Maxon’s Cinema 4D 2024.2 and Redshift 3.5.24 updates, released late 2023 and early 2024, introduce significant enhancements to the unified simulation framework, including advanced Pyro options, granular rigid body controls, and improved Hydra/USD support. These releases also deliver faster GPU rendering, new procedural modeling nodes, and specialized tools for animating with key reduction. For a detailed breakdown, read the article at CG Channel. What's New in Cinema 4D 2024.2 Update Breakdown!
When digital artists search for “Maxon Cinema 4D Studio 2024.2 Redshift 3524 2021,” they are often looking for the sweet spot where stability, feature set, and GPU acceleration intersect. While Redshift 3.5.24 is a 2024-era build, its roots trace back to the foundational overhauls of 2021—specifically Redshift 3.0.45, which unified CPU and GPU rendering and introduced the native Redshift Standard Surface material.
Cinema 4D 2024.2 represents a maturity point in Maxon’s release cycle, fixing critical bugs from the initial 2024 release while introducing performance boosts for simulation and scene management. Paired with Redshift 3.5.24, this combination is arguably the most stable and feature-rich release for production work as of mid-2024. maxon cinema 4d studio 20242 redshift 3524 2021
In this article, we will dissect every major feature, benchmark the performance, and provide real-world workflows for motion designers, VFX artists, and architectural visualizers.

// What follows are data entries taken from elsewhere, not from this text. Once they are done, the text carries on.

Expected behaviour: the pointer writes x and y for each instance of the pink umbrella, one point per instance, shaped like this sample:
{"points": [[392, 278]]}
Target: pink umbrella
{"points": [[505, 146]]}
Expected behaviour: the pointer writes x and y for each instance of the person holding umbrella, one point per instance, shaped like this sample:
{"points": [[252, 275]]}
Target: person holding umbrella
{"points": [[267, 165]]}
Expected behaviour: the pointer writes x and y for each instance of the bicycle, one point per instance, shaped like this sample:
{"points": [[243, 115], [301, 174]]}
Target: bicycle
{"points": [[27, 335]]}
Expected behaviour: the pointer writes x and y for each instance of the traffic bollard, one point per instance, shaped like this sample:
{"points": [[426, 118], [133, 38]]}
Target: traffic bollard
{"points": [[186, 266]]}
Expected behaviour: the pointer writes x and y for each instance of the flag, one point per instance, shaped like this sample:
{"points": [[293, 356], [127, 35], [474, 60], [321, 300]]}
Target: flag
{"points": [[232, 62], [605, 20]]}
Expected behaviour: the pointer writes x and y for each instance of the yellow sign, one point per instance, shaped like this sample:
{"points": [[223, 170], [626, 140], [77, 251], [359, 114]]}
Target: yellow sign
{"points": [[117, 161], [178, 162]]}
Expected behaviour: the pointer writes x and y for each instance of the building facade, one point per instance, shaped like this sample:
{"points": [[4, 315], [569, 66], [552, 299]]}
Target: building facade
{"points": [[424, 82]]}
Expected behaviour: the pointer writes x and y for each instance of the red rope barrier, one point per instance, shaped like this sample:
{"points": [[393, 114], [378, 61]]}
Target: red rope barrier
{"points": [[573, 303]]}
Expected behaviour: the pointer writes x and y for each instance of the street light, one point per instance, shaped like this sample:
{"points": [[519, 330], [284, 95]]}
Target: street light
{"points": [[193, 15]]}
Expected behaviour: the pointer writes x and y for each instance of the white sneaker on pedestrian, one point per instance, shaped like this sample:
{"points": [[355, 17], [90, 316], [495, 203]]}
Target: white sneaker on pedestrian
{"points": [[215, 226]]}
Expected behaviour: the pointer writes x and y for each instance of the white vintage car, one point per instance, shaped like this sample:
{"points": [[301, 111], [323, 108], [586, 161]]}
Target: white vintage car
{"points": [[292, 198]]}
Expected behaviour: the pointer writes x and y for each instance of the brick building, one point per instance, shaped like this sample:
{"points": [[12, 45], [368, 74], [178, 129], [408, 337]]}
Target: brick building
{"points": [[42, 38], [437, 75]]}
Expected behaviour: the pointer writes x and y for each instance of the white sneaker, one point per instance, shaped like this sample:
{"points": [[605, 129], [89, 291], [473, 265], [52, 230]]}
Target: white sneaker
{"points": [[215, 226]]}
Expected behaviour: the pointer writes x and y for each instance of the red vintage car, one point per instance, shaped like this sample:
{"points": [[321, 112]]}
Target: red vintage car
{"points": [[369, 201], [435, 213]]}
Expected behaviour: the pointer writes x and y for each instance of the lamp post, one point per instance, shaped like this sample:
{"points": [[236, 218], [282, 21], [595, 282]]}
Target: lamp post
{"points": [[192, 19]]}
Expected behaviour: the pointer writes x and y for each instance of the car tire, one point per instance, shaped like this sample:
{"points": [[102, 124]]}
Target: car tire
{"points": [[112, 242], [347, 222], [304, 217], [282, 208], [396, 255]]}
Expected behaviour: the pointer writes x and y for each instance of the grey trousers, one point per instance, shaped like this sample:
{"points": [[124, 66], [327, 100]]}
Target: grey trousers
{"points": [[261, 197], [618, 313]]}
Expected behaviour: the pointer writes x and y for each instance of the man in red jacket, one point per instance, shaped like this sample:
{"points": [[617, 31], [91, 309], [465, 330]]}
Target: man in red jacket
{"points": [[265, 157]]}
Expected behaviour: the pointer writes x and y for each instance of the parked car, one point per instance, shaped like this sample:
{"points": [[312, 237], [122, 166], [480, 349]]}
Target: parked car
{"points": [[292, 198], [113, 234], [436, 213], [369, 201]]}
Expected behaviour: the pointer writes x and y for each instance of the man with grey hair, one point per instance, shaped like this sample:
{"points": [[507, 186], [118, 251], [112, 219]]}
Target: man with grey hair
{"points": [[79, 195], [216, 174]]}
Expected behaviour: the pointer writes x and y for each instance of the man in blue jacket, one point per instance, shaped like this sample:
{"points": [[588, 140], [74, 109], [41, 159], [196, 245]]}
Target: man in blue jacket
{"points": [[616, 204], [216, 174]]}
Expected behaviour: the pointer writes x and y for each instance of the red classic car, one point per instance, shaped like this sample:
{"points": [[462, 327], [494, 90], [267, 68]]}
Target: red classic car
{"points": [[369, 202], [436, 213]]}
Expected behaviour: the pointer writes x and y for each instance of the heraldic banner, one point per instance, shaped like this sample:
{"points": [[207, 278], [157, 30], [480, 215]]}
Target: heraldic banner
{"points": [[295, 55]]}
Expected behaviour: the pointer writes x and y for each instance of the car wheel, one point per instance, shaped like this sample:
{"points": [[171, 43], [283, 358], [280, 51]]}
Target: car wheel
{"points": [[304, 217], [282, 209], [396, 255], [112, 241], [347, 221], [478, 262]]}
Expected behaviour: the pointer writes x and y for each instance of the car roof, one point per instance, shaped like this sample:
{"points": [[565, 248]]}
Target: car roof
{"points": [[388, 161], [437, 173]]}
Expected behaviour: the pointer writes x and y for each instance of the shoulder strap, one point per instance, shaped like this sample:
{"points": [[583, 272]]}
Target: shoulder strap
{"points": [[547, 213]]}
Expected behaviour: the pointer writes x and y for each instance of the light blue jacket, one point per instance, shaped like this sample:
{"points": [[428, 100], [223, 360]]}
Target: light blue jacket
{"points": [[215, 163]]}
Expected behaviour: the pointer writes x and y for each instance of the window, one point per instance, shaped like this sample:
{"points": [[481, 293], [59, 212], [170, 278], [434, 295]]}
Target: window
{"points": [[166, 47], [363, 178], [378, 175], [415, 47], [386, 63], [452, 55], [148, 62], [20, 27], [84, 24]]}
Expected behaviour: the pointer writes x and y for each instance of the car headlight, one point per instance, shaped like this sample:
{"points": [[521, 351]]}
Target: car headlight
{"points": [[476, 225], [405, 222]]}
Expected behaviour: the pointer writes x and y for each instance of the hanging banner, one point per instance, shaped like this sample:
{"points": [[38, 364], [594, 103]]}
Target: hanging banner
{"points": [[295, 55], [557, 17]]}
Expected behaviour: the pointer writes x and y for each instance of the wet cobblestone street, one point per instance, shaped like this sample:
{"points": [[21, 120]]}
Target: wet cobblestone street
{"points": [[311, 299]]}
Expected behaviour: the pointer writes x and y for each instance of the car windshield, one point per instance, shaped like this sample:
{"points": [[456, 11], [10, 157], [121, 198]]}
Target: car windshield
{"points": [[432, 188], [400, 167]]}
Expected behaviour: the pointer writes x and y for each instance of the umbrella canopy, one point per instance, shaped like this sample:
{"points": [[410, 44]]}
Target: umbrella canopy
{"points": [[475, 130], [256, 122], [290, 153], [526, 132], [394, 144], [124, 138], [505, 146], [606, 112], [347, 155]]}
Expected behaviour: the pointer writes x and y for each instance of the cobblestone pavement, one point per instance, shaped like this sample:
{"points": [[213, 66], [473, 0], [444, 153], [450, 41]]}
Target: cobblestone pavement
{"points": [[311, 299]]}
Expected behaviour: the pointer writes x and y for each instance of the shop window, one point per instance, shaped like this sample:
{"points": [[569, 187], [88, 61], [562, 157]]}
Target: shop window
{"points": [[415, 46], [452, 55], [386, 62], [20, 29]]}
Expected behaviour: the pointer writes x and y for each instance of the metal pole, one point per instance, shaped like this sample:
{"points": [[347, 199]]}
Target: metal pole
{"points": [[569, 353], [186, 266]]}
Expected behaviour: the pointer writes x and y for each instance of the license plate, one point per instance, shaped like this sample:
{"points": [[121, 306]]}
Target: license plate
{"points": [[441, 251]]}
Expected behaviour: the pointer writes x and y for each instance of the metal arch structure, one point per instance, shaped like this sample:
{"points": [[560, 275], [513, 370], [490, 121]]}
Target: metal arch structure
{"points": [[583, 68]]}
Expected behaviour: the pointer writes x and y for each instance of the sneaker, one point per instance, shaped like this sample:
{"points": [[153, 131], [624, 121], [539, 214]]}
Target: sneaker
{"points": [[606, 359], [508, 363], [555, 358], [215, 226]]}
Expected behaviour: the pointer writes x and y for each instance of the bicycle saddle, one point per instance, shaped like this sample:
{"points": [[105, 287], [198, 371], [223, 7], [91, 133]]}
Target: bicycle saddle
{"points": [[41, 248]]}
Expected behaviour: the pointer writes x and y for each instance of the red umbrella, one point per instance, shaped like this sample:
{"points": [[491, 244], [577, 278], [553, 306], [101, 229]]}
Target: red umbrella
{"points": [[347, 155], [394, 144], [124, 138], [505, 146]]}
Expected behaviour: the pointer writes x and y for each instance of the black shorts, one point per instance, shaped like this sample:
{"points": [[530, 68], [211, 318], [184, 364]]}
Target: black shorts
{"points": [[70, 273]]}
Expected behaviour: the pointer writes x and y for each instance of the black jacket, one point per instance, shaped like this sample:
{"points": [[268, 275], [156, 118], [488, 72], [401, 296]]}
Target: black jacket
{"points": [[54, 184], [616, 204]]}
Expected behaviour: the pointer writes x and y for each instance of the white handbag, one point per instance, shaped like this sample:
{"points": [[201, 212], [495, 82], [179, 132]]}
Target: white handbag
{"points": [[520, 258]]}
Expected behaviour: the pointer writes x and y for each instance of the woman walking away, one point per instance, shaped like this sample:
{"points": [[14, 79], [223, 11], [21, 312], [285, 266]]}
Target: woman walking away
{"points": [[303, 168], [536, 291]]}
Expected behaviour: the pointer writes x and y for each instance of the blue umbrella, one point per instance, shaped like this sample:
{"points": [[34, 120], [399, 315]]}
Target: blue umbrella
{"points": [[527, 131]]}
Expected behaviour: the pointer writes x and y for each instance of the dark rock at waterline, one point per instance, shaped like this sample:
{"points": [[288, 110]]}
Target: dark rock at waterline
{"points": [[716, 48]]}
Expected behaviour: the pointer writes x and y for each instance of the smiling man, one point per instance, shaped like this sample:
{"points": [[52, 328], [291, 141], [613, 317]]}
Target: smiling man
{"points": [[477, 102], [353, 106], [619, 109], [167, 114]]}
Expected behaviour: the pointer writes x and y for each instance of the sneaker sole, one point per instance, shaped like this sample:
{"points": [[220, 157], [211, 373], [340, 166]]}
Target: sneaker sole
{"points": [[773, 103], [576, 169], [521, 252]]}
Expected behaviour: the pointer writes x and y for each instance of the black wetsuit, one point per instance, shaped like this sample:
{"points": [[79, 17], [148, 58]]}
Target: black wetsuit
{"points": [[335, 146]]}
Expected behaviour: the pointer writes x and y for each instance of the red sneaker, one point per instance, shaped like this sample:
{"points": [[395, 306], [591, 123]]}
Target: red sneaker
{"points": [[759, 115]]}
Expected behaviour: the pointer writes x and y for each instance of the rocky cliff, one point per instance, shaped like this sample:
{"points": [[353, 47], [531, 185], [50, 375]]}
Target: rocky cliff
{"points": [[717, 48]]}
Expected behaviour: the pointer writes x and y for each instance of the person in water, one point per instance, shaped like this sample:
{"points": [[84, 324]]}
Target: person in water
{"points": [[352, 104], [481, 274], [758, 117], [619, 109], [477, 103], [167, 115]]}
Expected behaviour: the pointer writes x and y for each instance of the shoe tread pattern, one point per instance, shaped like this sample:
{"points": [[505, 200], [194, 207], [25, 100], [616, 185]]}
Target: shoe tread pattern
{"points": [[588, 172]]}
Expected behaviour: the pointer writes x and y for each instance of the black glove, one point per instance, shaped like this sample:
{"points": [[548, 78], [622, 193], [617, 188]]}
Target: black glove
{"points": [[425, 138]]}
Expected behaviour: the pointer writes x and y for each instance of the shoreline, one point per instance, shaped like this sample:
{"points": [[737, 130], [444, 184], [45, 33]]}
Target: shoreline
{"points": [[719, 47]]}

To run Redshift 3.5.24 optimally with C4D 2024.2: Maxon’s Cinema 4D 2024
In C4D 2024.2, Redshift’s UI was integrated. It is now under Extensions > Redshift > RenderView, or use the RenderView button in the main toolbar (red teapot icon).
Maxon refined the Viewport to GPU drawing pipeline. When using Redshift 3.5.24’s IPR (Interactive Preview Rendering), you will notice that the viewport no longer locks as aggressively. You can adjust keyframes or move lights while the Redshift IPR is active—a blessing for look development. “Is Redshift 3
Maxon’s desktop app does not list “2024.2” as a separate line—it updates automatically. To get this specific combination:
Prior to this version range, many Cinema 4D native noises (e.g., Noise, Voronoi, Turbulence) required conversion or didn’t render directly in Redshift. With Redshift 3.5.24 and C4D 2024.2, you could plug C4D’s built-in noises directly into Redshift material nodes without baking or converting — drastically speeding up look development for procedural textures.
Would you like a breakdown of how to use that feature, or a list of other features from that version?